Mona sangat menyayangi nenek tua yang baik ini, mirip dengan neneknya di kehidupan sebelumnya.
"Terima kasih nenek, aku takut aku akan membuatmu lelah."
Wanita tua itu melambai pada ibunya, Dewi mengangguk pada Mona. Mona kemudian kembali dipeluk nenek, nenek itu takut guncangan bus membuat Mona jatuh.
Nenek itu mengangkat Mona dan memintanya duduk di pangkuannya. Nenek tua itu baunya sangat harum, mungkin ia sering mandi.
Mona bertanya pada nenek dengan senyum manis di wajahnya, "Nenek, kamu tidak lelah, biarkan aku turun jika kamu lelah."
Bagi gadis kecil dalam pelukannya, nenek tua itu memiliki wajah yang baik hati, "Baiklah anak-anak, nenek akan turun bersamamu."
Setelah kondektur dengan keras mengingatkan bus sudah sampai di pasar pertanian, Mona dan keluarganya turun. Nenek baik hati itu ikut turun bersama.
Mona berpikir bahwa wanita tua itu akan berpisah dengan mereka. Mona tidak menyangka bahwa mereka pergi ke tempat yang sama. Dengan bantuan wanita itu, mereka akhirnya menemukan tempat tujuannya.
Setelah mereka tiba di toko, Dewi meminta Eka dan yang lainnya menunggu di luar, dan membawa Mona toko bersama wanita tua itu.
Begitu dia memasuki ruangan, perasaan pertama Mona adalah toko itu sangat sepi, dan hanya ada dua orang yang duduk di dalamnya, satu lebih tua dan yang lainnya muda.
Ketika pemuda itu melihat wanita tua itu masuk, dia segera bangun dan berkata, "Bik Tatik, kamu di sini, Bagus, kakak perempuanmu yang tertua ada di sini."
Pria yang lebih tua melihat wanita tua itu dan segera keluar, "Kakak, mengapa kamu datang ke sini sendiri? Aku tidak pernah tidak bisa memenuhi permintaanmu, lagipula benda seperti itu tidak laku disini."
Bik Tatik juga sangat tidak berdaya, Ia telah menunggu waktu lama untuk mendapatkan ginseng. Namun, kali ini ia tidak bisa memilikinya.
"Selamat siang, bolehkah Aku bertanya?", Dewi mendekat dengan sedikit ragu.
"Kami akan melayanimu sebisa kami, apa yang ingin kau tanyakan?"
Dewi buru-buru melanjutkan kalimatnya, "bisakah kau membeli ginseng ini?"
Kedua saudara kandung yang berdiri bersebelahan sedang berbicara, dan mata mereka mulai bersinar ketika Dewi menyebutkan ginseng.

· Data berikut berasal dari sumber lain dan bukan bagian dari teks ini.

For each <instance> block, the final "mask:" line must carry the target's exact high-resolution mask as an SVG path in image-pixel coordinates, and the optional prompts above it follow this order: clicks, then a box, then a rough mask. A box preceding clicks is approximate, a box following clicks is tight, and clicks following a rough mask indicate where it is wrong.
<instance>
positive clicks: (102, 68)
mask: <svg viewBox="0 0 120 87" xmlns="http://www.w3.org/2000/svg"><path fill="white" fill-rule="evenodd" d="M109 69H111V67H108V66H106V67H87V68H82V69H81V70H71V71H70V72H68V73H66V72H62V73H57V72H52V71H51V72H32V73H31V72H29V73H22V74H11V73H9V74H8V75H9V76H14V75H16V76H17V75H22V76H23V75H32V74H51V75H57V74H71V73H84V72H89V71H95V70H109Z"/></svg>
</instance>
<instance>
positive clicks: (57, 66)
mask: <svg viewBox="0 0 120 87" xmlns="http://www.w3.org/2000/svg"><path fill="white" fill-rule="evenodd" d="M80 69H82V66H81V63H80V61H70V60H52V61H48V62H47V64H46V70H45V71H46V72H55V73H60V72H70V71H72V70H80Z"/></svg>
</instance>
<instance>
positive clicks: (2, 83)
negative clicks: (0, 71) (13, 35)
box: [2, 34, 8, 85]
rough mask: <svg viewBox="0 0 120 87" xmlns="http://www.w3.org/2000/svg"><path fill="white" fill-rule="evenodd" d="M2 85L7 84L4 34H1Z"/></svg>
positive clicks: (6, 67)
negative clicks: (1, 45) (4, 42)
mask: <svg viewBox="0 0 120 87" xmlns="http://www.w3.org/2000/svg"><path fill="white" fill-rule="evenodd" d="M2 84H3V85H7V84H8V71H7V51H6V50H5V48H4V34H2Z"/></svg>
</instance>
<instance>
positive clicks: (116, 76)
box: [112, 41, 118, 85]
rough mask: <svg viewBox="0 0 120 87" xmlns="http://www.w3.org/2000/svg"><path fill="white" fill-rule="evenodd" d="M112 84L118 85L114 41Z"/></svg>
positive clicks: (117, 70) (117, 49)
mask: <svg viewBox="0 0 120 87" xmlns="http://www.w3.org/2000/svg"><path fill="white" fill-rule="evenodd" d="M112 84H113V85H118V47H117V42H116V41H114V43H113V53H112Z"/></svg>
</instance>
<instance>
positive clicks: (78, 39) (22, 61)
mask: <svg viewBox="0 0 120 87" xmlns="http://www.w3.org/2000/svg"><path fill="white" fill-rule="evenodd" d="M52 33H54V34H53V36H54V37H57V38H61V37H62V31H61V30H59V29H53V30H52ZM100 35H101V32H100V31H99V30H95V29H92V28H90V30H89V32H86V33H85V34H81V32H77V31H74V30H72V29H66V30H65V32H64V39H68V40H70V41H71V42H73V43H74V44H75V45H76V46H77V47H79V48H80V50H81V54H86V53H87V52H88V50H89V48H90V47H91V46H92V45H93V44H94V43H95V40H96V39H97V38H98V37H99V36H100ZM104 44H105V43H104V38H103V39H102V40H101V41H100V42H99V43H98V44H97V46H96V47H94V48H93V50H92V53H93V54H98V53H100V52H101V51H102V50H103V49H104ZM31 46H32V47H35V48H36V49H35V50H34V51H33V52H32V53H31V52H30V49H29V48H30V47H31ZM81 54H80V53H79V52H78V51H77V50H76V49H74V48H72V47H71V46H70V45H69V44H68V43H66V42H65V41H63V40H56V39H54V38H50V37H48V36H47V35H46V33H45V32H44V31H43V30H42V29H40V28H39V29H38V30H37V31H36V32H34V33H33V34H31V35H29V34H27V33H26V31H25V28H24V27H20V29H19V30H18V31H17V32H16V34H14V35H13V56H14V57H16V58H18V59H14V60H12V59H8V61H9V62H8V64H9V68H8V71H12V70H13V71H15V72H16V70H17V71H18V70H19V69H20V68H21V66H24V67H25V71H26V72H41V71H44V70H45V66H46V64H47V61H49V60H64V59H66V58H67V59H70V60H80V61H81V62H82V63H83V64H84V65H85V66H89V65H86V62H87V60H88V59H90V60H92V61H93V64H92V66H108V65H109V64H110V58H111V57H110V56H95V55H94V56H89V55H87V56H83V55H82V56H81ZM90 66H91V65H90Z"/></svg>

"Maaf, tempat kita umumnya tidak kaya akan ginseng, jadi barang ini tidak bisa kamu beli. Kalau mau menjualnya, kamu bisa pergi ke ibukota provinsi." Pemuda itu menjawab pertanyaan Dewi dengan sangat jelas.
"Bu, ayo keluar dulu."
Ginseng tidak bisa dijual disini dan harus ke tempat lain. Tetapi Mona baru saja mendengar beberapa percakapan antara kedua orang itu, dia berencana mencari toko lain untuk bertanya.